Print volume: All printers have limits on the size of the 3D print they can produce. That limit is defined by the size of the print bed and how far the printer can move the printhead. This is usually measured in cubic inches, but you should also pay attention to each of the individual dimensions, which determine the maximum size 3D print the device can create. So, for example, if a printer like the LulzBot Mini has a print volume of 223 cubic inches (6.2 x 6 x 6 inches), it can print objects that are up to just less than 6 inches high, wide and deep.

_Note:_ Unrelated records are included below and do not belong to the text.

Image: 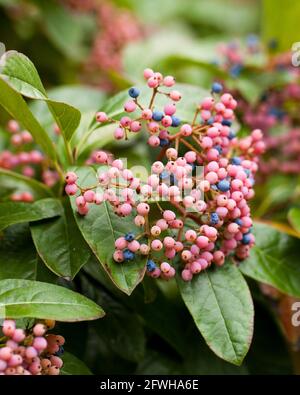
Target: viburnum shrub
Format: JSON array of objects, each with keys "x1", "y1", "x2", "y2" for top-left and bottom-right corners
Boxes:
[
  {"x1": 218, "y1": 35, "x2": 300, "y2": 178},
  {"x1": 65, "y1": 69, "x2": 264, "y2": 281},
  {"x1": 0, "y1": 51, "x2": 300, "y2": 374},
  {"x1": 0, "y1": 320, "x2": 65, "y2": 376}
]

Print speed and quality: 3D printing is a slow business, and at present, there's no way to get around this. You should expect a 3- to 4-inch model to typically take between 6 and 12 hours to print, depending on the print quality you select. That's because of the way 3D printing works: The print is constructed in layers. The thicker these layers are, the quicker the print is produced but the lower the print quality is, as the layers become more visible. So, there is a trade-off between print speed and print quality.
The best printers will allow you to determine which way you want to go with this, producing prints quickly or more slowly but at higher quality. The best printers offer a wide range of quality settings, from fast (but low quality) to slow (but high quality).